1990 Volvo 240DL wagon, 210,xxx miles. Was running fine until a few days ago when I started it up, put it into gear (automatic), and pressed on the accelerator. The car lunged forward for a brief moment, then stalled- and would not restart. It cranks fine, and doesn't sound weird or slow while cranking, but won't start.
I checked the camshaft. It is turning. Timing belt therefore OK.
I tested the fuel pumps by pulling fuses. Both fuel pumps are running, and I can hear/ smell fuel coming through to the engine. No leaks.
Hooked a timing light across all 4 spark plug leads, and cranked the engine. NO SPARK! OK, now we've isolated it to ignition.
I checked the cap and rotor. They were replaced ~1000 miles ago and look fine inside. Plugs and wires were replaced at he same time.

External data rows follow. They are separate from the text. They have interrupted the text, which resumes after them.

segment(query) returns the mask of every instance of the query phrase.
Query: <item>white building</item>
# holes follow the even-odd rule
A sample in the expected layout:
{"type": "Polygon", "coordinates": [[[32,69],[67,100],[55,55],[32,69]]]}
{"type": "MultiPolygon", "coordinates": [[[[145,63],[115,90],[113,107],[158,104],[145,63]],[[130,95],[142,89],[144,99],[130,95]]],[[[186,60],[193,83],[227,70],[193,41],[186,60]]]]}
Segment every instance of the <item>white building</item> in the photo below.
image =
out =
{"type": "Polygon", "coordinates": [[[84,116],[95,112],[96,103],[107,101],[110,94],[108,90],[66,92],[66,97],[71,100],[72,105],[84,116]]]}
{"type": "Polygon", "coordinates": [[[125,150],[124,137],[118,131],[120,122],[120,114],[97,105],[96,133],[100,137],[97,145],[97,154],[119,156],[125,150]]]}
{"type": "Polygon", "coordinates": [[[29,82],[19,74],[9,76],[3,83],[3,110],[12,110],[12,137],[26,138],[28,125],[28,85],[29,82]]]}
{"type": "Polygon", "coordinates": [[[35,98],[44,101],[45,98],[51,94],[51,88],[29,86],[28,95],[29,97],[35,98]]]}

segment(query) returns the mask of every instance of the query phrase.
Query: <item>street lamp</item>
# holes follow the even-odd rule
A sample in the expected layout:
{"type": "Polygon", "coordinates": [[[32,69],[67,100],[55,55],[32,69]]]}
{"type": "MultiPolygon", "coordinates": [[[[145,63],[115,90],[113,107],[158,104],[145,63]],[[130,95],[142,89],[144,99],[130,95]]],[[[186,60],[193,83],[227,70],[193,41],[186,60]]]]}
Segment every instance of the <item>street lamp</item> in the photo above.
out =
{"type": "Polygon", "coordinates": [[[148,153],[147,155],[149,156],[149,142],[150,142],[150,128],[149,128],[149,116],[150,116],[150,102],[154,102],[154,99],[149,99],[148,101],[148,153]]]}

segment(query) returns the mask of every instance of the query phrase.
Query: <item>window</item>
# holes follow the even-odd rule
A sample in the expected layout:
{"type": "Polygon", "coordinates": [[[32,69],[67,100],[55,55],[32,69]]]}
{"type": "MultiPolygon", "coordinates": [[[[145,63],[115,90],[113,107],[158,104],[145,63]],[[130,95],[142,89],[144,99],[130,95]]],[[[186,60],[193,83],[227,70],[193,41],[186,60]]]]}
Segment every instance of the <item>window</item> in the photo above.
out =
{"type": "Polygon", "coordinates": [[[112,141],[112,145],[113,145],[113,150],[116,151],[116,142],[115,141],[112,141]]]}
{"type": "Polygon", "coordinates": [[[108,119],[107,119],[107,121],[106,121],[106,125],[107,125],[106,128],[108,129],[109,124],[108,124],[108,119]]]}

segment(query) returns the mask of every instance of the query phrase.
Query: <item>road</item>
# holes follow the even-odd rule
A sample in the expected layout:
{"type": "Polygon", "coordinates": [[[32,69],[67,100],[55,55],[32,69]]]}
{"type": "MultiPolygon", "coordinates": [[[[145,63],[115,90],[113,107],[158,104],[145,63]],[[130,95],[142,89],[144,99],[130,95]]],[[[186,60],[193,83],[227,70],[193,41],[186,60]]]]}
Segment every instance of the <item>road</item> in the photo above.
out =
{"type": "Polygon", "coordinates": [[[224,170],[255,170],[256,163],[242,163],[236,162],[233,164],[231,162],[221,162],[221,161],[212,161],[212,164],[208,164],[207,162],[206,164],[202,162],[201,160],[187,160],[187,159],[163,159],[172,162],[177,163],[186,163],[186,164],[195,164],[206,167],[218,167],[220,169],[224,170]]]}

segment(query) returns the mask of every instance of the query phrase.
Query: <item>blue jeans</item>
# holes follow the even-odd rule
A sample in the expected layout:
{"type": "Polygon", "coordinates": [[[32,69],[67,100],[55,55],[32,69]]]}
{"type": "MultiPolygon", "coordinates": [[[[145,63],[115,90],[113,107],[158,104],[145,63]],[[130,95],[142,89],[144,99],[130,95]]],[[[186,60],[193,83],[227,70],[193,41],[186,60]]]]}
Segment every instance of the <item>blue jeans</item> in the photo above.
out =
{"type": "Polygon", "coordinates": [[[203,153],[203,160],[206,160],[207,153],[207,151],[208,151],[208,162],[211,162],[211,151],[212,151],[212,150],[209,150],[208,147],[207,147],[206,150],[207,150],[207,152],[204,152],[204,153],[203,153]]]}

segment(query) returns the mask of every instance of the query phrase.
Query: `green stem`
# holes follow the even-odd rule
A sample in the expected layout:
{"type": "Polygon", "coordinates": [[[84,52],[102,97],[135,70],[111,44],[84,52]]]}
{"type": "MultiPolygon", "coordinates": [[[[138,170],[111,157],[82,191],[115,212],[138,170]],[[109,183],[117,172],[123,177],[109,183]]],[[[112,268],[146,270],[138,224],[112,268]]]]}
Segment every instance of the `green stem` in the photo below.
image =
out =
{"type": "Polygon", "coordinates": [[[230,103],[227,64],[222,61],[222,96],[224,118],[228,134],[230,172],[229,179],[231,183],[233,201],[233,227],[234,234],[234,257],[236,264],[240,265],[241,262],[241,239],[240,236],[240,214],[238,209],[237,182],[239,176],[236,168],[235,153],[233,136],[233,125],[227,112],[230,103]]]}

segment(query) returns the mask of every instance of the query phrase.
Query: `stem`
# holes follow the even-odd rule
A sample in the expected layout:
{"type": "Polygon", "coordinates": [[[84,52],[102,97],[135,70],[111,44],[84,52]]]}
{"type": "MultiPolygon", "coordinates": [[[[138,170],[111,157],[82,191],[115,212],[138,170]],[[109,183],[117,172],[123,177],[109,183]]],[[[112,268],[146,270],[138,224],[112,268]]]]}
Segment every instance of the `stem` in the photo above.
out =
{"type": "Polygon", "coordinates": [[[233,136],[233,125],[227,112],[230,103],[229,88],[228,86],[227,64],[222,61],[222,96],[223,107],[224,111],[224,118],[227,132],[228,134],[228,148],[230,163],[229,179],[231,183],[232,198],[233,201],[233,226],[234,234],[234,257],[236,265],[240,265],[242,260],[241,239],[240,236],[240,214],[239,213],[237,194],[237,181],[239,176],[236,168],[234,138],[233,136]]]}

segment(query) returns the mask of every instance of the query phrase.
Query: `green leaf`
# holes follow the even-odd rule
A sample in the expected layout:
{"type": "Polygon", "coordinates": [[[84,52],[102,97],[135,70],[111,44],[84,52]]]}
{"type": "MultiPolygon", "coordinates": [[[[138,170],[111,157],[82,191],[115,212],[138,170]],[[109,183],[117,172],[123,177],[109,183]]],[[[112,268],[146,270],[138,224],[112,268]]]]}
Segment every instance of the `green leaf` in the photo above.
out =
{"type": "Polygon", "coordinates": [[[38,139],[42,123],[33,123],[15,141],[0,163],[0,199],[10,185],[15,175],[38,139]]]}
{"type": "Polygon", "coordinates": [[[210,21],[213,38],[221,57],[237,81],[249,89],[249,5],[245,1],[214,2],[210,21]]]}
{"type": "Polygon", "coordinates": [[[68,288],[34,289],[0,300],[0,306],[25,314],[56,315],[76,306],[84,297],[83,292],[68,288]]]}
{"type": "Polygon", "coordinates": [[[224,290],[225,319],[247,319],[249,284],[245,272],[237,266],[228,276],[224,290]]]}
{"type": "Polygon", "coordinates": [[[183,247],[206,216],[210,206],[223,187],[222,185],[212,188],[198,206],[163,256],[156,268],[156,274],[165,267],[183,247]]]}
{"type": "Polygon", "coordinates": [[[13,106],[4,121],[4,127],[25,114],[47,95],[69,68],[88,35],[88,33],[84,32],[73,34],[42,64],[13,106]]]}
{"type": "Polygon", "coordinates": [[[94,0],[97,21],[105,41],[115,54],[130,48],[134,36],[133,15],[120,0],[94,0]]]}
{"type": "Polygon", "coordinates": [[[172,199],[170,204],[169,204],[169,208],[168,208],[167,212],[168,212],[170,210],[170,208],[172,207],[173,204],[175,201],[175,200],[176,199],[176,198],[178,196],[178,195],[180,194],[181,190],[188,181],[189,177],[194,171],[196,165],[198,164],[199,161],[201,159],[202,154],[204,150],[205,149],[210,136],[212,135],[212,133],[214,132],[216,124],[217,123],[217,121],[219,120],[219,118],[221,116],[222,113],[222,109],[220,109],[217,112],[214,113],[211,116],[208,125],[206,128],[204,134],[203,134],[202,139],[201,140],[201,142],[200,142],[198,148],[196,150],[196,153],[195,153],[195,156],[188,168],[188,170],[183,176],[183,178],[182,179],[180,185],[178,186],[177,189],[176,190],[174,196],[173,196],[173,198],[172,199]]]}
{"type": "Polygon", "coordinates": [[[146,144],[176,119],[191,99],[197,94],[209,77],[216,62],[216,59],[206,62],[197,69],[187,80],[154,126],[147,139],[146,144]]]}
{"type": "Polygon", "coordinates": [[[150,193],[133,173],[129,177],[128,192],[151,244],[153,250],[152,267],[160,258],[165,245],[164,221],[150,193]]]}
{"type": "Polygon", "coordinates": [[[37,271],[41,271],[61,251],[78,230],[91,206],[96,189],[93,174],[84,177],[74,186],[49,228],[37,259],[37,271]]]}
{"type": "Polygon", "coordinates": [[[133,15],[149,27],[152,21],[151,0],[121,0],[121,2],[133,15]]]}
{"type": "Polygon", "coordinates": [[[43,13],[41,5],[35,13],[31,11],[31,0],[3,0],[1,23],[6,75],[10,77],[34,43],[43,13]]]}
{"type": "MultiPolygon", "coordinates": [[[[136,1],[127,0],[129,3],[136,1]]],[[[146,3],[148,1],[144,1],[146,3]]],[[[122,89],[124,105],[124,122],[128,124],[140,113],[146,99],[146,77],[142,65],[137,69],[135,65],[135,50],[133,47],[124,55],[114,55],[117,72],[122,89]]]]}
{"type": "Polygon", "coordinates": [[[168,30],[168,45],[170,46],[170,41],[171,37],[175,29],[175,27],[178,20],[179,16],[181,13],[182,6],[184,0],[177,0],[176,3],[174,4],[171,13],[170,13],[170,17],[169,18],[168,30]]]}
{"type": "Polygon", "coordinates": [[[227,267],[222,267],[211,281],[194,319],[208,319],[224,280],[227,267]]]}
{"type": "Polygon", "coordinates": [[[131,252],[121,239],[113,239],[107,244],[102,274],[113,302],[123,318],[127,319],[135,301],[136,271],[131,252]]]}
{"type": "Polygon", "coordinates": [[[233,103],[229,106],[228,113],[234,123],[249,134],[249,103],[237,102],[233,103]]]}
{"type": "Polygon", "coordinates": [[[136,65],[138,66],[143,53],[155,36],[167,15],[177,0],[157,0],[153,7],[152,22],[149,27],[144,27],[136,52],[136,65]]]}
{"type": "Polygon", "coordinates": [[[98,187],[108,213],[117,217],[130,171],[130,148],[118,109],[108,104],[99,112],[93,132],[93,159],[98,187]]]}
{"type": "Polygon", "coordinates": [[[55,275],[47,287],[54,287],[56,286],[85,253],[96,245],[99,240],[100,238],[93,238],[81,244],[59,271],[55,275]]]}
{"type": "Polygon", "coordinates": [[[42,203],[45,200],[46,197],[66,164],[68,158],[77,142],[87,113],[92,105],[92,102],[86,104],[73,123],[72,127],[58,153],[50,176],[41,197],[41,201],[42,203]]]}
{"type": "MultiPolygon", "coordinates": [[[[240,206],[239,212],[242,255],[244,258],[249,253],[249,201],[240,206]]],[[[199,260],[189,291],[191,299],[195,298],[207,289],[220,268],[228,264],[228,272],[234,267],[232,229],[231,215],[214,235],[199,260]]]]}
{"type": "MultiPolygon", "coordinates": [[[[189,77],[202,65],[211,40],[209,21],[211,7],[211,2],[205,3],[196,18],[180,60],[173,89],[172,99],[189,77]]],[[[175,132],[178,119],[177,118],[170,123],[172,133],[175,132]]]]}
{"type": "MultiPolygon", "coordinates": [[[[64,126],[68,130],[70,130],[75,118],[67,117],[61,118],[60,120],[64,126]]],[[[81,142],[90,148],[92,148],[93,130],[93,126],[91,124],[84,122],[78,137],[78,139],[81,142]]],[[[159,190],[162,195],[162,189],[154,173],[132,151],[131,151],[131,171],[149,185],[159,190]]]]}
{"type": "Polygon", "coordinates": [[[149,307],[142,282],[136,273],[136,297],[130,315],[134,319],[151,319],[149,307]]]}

I checked the notorious 25A fuse in the engine compartment. Not blown, fuse OK.
Terminal 15 on the coil is getting 12V. OK
Disconnected the coil, checked resistance- ~1.0 ohm from terminals 1 to 15, and ~7k ohm across terminals 1 and the big lead. According to the internets these values are within spec. Coil OK.
I removed the ignition amplifier module (mounted behind the driver's side headlamp) and noticed the connector had water inside. I replaced the module (with the same part number unit), cleaned the connections, dried everything, and put it back together. Still no start.
Alternator was recently replaced, ~100 miles ago. All connections to alternator checked and seem snug. Engine-chassis ground wire is good. Battery cables snug and clean. Battery new (~200 miles ago).
I've read that the crank position sensor may cause a no start condition. But would the engine still crank with a bad sensor?
Any other ideas? I'm running out of things to try. I feel like the fact that it was running, went to move, and then died is a clue, but not sure why.